Yes, it is war, but war such as Attila would not have carried on if he
had subscribed to certain stipulations; for, in subscribing them, he
would have awakened to the notion, which _alone_ distinguishes the
civilized man from the barbarian, distinguishes a nation from a
horde--respect for the word once given. Yes, it is war, but war the
theory of which could only be made up by such pedant megalomaniacs as
the Julius von Hartmanns, the Bernhardis, and the Treitschkes; the
theory which accords to the elect people the right to uproot from the
laws and customs of war what centuries of humanity, of Christianity, and
chivalry have at great pains injected into it; the theory of systematic
and organized ferocity; today exposed to public reprobation, not only as
an odious thing, but no less silly and absurd.
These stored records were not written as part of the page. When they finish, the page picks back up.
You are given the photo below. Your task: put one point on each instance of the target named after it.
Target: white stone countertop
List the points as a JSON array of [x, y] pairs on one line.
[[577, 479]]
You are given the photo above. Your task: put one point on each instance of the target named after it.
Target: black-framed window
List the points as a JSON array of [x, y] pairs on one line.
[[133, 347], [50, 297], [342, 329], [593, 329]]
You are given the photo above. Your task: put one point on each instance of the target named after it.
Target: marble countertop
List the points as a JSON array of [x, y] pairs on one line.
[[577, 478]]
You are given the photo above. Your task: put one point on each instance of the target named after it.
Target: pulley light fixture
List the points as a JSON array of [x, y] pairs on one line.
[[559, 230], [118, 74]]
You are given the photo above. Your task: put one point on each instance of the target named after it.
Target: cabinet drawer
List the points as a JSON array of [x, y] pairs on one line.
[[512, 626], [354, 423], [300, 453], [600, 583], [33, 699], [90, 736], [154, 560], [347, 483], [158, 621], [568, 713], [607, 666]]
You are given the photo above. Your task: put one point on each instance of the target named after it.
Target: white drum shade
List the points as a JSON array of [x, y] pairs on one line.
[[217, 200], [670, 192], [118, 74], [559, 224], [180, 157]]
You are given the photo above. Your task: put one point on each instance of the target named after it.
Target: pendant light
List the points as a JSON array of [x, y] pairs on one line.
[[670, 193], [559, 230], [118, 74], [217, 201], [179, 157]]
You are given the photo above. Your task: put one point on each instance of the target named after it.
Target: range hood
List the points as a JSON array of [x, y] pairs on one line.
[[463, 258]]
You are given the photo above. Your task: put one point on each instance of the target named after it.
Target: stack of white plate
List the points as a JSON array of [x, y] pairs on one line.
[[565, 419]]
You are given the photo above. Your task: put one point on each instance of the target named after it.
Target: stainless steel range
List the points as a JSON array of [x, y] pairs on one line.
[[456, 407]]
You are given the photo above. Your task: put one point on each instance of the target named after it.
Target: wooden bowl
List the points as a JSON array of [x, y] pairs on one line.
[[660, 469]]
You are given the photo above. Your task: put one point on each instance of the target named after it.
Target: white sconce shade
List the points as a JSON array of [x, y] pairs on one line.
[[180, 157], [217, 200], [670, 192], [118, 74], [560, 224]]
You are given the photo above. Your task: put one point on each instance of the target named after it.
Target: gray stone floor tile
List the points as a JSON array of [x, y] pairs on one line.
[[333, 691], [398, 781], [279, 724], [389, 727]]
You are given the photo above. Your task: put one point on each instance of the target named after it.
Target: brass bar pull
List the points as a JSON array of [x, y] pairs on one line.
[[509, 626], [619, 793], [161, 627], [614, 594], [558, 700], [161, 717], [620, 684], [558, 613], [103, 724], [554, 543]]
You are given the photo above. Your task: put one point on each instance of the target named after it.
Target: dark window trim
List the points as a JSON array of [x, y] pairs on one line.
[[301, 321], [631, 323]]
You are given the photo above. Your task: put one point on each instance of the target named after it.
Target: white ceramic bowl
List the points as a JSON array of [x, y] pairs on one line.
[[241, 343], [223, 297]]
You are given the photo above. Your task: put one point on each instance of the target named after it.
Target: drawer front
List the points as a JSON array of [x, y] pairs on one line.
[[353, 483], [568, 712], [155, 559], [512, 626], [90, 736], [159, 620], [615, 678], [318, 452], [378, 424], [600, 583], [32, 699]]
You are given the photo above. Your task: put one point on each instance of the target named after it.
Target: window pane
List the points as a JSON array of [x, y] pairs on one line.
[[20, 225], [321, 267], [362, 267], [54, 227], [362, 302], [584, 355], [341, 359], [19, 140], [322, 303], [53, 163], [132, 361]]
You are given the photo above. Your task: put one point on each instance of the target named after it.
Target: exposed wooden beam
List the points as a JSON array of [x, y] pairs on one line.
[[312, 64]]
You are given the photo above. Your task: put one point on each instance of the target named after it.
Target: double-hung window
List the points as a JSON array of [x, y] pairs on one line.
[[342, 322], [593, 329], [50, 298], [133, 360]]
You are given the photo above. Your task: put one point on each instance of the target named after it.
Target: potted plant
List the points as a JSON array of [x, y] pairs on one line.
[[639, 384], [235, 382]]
For have we not reached
the ridiculous when the incendiaries of Louvain, and Malines, and
Rheims, the assassins of women and children, and of the wounded, already
find it necessary to repudiate their actions, at least in words, and to
impose upon the servility of their ninety-three Kulturtraeger such
denials as this: "It is not true that we are making war in contempt of
the law of nations, nor that our soldiers are committing acts of
cruelty, or of insubordination, or indiscipline.